The code for sDescendant also uses that code, but of course has to do an in-order traversal of the whole subtree. Note how few of the XPointer verbs are implemented.

This part of the code, following all the links and making the connections between the annotation and the spec, takes almost no time to run. Some of the elapsed time in running this program is spent in parsing the annotations file and the XML spec, but most of it goes into the task of loading these fairly large complex documents into trees in memory. This burns immense amounts of memory; the two files are together less than 500K in size, but the two trees in memory use well over 10 megabytes. There are some tricks that could be used to make the trees more compact, but even so, the lesson is that fully-parsed XML documents burn a lot of memory. This is one reason why it's a good idea to do as much work as possible through a stream API such as SAX. However, the annotation in particular and XPointer processing in general are examples of jobs that it would be really hard to do without having a tree in memory.

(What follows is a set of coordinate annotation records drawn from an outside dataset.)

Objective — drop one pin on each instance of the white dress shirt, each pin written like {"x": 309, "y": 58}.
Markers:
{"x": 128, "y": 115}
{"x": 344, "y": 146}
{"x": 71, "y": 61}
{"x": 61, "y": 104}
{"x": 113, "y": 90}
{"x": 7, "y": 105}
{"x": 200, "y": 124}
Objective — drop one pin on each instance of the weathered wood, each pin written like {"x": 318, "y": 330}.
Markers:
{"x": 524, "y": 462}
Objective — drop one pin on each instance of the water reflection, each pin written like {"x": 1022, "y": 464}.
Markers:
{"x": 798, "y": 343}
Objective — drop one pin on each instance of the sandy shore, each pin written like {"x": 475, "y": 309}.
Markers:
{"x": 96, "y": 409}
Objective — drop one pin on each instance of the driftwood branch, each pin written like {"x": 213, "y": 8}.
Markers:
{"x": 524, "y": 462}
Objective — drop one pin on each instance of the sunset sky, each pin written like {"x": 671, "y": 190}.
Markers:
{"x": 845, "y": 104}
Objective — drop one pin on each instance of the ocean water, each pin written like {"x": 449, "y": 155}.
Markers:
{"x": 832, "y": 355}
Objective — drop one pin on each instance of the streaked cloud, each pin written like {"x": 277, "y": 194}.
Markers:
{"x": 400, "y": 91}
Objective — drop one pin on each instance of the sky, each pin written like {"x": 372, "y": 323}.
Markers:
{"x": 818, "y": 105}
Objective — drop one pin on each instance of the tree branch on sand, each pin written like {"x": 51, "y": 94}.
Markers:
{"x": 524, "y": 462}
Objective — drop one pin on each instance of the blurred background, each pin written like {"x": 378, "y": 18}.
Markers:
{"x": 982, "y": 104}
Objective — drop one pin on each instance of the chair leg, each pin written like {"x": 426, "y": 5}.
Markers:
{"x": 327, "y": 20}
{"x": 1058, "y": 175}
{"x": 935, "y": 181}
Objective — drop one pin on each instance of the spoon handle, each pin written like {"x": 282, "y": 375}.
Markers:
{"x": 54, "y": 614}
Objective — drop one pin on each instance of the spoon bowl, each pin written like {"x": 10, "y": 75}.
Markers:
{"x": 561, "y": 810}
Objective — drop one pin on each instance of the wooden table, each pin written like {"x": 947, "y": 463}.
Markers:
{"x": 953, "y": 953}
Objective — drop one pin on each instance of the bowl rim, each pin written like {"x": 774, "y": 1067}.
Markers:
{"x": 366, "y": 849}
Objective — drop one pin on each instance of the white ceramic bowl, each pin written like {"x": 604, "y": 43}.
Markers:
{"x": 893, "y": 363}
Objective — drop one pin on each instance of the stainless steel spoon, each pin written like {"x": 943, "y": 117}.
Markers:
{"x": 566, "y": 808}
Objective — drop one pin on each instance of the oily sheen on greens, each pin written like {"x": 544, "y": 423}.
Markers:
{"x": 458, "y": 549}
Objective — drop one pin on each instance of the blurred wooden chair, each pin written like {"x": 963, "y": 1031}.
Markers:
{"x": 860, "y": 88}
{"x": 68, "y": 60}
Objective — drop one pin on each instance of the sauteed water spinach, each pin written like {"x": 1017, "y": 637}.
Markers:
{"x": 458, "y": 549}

Step 4: Decorate the Target

At the end of all this work, the vector targets contains a list of all the locations in the XML spec that have annotations pointing at them. Next, the code runs through the XML spec and, for each element that is the target of a link, it adds a new child which is an HTML A element with an href= pointer pointing at the appropriate annotation file. This element is added as the last child of the annotated element, so the annotation symbol will appear at the end of the target. This is an arbitrary choice that worked fine for the Annotated Spec, but may not be appropriate for many other applications. If the XPointer points into the middle of a chunk of text, more work is required; the text has to be split into two nodes, and the HTML A element inserted between them:

for (k = 0; k < targets.size(); k++)
{
  Object o = targets.targetAt(k);
  Element lE = link.linkingElement();
  if (o instanceof Element)
  {
    ((Element) o).addChild(makeAnchor(lE, targets.roleAt(k)));
  }
  else if (o instanceof Text)
  {
    // OK, we're going to have to split this text node
    splitText((Text) o, targets.offsetAt(k),
      lE, targets.roleAt(k));
  }

Once all these extra elements have been spliced into the XML spec, writing out the annotated version is pretty easy. I already had a large amount of Java code that converts the XML to HTML, which is used to generate the HTML versions of the spec that you can find at the W3C site and elsewhere. This code works by having a Java class for each element; all I had to do was to add a new class to handle the new spliced-in A elements, which involved very little work aside from putting in the -style decorations depending on the role attribute:

  System.err.println("Done.  Writing target...");

  xroot = XLink.currentRoot();
  out = new PrintStream(new FileOutputStream("target.html"));
  if (xroot != null)
    printer.writeHTML(xroot, out, false);
  out.close();
  System.err.println("Done.  Writing notes...");

Step 5: Write the Annotations

Writing out the annotations is pretty easy too. They'd been placed in a vector named notes constructed earlier in the process. For each one, we open a file, dump in the HTML text (with a bit of extra decoration) and the job's done.

    System.err.println("Done.  Writing notes...");

    for (i = 0; i < notes.size(); i++)
    {
      if (notes.elementAt(i) instanceof Element)
      {
        child = (Element) notes.elementAt(i);
        title = child.attributeValue("id");
        out = new PrintStream(new FileOutputStream(
                    "notes/" + title + ".html"));
        out.println("<HTML><HEAD><TITLE>" 
              + title + "</TITLE>");
        ...

We use the value of the id attribute for the filename; that's why it is #REQUIRED.